Эмма Клайн: Девочки
Я ехала на велосипеде по грязной дороге. Сердце ухало, голову изнутри так и сдавливало. Приятно было ощущать ожог материнской пощечины, аура доброты, которую она так старательно себе отращивала весь последний месяц — чай, босые ноги, — скукожилась в один миг. Отлично. Пусть ей будет стыдно. Не помогли ей никакие занятия, гадания и очищения организма. Как была слабачкой, так и осталась. Я яростно крутила педали, в горле что-то трепыхалось. Можно съездить на заправку и купить шоколадных звездочек. Посмотреть, что сегодня идет в кино, или пройтись по берегу жижистой речки. Мои волосы легонько развевались на сухой жаре. Внутри каменела ярость, и мне это почти нравилось, такой огромной она была, такой чистой и мощной.
От очередного яростного нажатия педаль вдруг резко провисла: соскочила цепь. Велосипед стал притормаживать. Завиляв, я соскочила в грязь возле грунтовой дороги. Я вспотела под мышками, под коленками. Сквозь дыры в плетеной кроне золотого дуба припекало солнце. Я старалась не плакать. Присела на корточки и попыталась надеть цепь, жгучий ветерок смахивал слезы с ресниц, пальцы были скользкими от масла. Цепь соскальзывала, и я никак не могла ее ухватить.
— Твою мать! — сказала я, потом сказала еще раз — громче.
Мне хотелось пнуть велосипед, что-то вырубить, но это будет уж совсем жалкое зрелище, пьеска с истерикой, которую никто не увидит. Я еще раз попробовала надеть цепь, но безуспешно, она все равно соскакивала. Я уронила велосипед в пыль и уселась рядом. Переднее колесо немного покрутилось, замерло. Я уставилась на распластанный, бесполезный велосипед. Его цвет назывался «студенческий зеленый», в магазине мне сразу представился крепкий студент, провожающий меня домой с вечерних занятий. Слюнявые фантазии, дурацкий велосипед — я нанизывала разочарования одно за другим, пока они не превратились в плач о моей посредственности. Конни сейчас, наверное, с Мэй Лопес. Питер и Памела покупают комнатные растения в орегонскую квартиру, замачивают чечевицу для ужина. А я? Слезы стекали у меня по подбородку, капали в грязь — сладкое доказательство моих страданий. Пустоты´ внутри, вокруг которой я могла свернуться словно животное.
Сначала я его услышала и только потом увидела: по дороге, грохоча, вздымая колесами пыль, катил черный автобус.

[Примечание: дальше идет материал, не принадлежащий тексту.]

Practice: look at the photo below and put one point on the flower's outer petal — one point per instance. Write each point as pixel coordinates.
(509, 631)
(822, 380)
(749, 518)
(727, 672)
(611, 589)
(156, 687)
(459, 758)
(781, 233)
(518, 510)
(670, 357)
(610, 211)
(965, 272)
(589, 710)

Серые заляпанные окна, внутри — мутные фигуры людей. На капоте автобуса было намалевано сердце с жирными ресницами, будто глаз.
Из автобуса вылезла девочка в мужской рубашке и вязаной безрукавке, тряхнула тусклыми рыжими волосами. За стеклами кто-то двигался, слышались голоса. Белое лицо в окне: смотрит на меня.
У девочки оказался певучий голос.
— Что случилось? — спросила она.
— Велик… — сказала я. — Цепь соскочила.
Девочка попинала колесо сандалией. Не успела я узнать, кто она, как спустилась Сюзанна, и сердце у меня подпрыгнуло. Я вскочила, принялась отряхивать колени. Сюзанна улыбнулась, но как-то отстраненно. Я поняла, что она не помнит, как меня зовут.
— Магазин на Ист-Вашингтон, — сказала я. — Позавчера.
— А, точно.
Я думала, она скажет что-нибудь, какое, мол, странное совпадение, мы опять встретились, но она будто заскучала. Я все посматривала на нее. Мне хотелось напомнить ей о нашем разговоре, о том, как она сказала, что я человек думающий. Но мне никак не удавалось поймать ее взгляд.
— А мы видим, ты тут сидишь, и думаем, капец, вот бедняжка, — сказала рыжая. Потом я узнала, что ее зовут Донна. Видок у нее был тронутый, бровей совсем нет, и от этого лицо казалось инопланетно-пустым. Она присела, осмотрела велосипед. — Сюзанна сказала, что тебя знает.
Втроем мы попытались надеть цепь. Поставили велосипед на подножку, запахло их пóтом. Когда я уронила велосипед, то каким-то образом погнула шестерен ку, и теперь зубцы торчали в разные стороны.
— Твою мать. — Сюзанна вздохнула. — Тут хрен разберешься.
— Тут, не знаю, какие-то плоскогубцы нужны, —сказала Донна. — Так не починим. Тащи его в автобус, потусуешься с нами.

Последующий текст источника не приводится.